|Cat. No. 302 008||100 µg purified recombinant IgG, lyophilized. For reconstitution add 100 µl H2O to get a 1mg/ml solution in PBS. Then aliquot and store at -20°C to -80°C until use.|
WB: 1 : 1000 up to 1 : 5000 (AP staining) gallery
IP: not tested yet
ICC: 1 : 500 (see remarks) gallery
IHC: 1 : 500 gallery
IHC-P/FFPE: not tested yet
|Subtype||IgG1 (κ light chain)|
|Immunogen||α-Tubulin purified from bovine brain|
Reacts with: human, rat, mouse, cow.
Other species not tested yet.
|Specificity||Specific for α-tubulin|
This antibody is a chimeric antibody based on the monoclonal mouse antibody F2C. The constant regions of the heavy and light chains have been replaced with rabbit specific sequences. The antibody can therefore be used with standard anti-rabbit secondary reagents. The antibody has been expressed in mammalian cells and carries a Strep-tag® at the C-terminus of the heavy chain.
Microtubules are involved in a wide variety of cellular activities ranging from mitosis and transport events to cell movement and the maintainance of cell shape.
Tubulin itself is a globular protein which consists of two polypeptides, α-tubulin and β-tubulin. α- and β-tubulin dimers are assembled to 13 protofilaments that form a microtubule of 22 nm diameter.
Assembled microtubules can be detyrosinated by a carboxypeptidaseS called vasohibins / SVBPs. Detyrosinated α-tubulin is referred to as Glu-α-tubulin and occurs for exemple in neurons. This reaction can be reverted by Tubulin tyrosine ligase (TTL) that ads a C-terminal tyrosin to Glu α-tubulin.

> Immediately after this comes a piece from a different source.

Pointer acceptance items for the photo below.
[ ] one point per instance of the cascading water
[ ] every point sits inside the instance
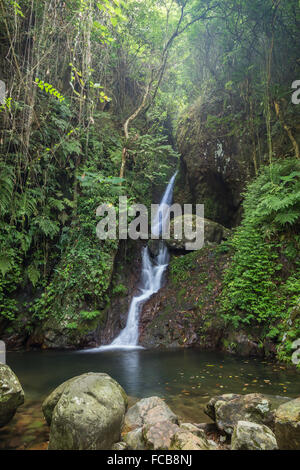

Another post-translational modification of α-tubulin is C-terminal polyglutamylation which is also characteristic for microtubules in neuronal cells and the mitotic spindle. A third variant of detyrosinated α-tubulin is Δ2-tubulin which lacks the C-terminal glutamic acid. It cannot be tyrosinated by TTL and is one of the dominant α-tubulin isoforms in neurons.